Urinary sugars (fructose, sucrose and their sum) were skewed to the right and log2-transformed, as were the ratios of urinary sugars to urinary nitrogen and estimated sugar intake to estimated protein intake. We used the ratios of estimated total sugars to protein intake or urinary sugars to urinary nitrogen to investigate the effect of sugars while controlling for dietary composition. Models with uncalibrated urinary fructose, uncalibrated urinary sucrose or estimated protein intake and BMI and obesity risk were adjusted for age and sex. Associations with BMI were investigated using linear regression models; OR for obesity (as estimate of risk) was estimated using logistic regression. Urinary nitrogen or estimated protein intake was included in the models to control for protein intake as a contributor to energy intake. P<0.05 was used as threshold for statistical significance.

Results

Study population characteristics and description of the analytical sample are shown in Table 1 and S1 Table. Complete data on age, sex, BMI, waist-to-hip-ratio and 24h urine volume were available for 298 women and 200 men (n = 498). Due to missing samples or insufficient volume, not all samples could be analysed for urinary biomarkers; data on urinary sugars and nitrogen are available for 261 women and 173 men only (n = 434).

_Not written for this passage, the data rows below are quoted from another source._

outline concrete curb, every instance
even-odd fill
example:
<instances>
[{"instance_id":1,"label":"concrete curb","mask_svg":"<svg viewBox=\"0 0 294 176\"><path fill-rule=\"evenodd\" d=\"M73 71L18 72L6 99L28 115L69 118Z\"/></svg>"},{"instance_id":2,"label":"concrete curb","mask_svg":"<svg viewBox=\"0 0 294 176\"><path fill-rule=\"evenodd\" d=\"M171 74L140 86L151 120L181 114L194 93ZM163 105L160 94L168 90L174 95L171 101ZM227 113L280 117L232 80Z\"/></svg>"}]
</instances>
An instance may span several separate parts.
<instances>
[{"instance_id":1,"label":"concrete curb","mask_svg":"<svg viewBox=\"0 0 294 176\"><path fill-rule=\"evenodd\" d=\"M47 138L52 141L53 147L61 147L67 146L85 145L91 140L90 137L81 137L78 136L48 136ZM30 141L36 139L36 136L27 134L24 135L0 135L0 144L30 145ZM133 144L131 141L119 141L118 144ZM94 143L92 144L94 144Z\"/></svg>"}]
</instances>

The distribution of estimated dietary sugar intake (median 144 g/d, range 0–2777 g/d) was skewed right with some extremely high values. We have therefore truncated the data at the 95th centile of estimated intake (527 g/d). The remaining sample included 247 women and 165 men (n = 411). Participants in the top 5th centile (14 women, 8 men) were older (mean age 50.6 years vs 44.8 years, t-test: p = 0.024) and had a higher excretion of sucrose (247 mg/d vs 36.4 mg/d, t-test: p<0.001) and fructose (84.9 mg/d vs 22.3 mg.d, t-test: p<0.001) than those in the remaining sample. There were however no statistically significant differences in BMI, waist circumference, waist-to-hip ratio or protein intake.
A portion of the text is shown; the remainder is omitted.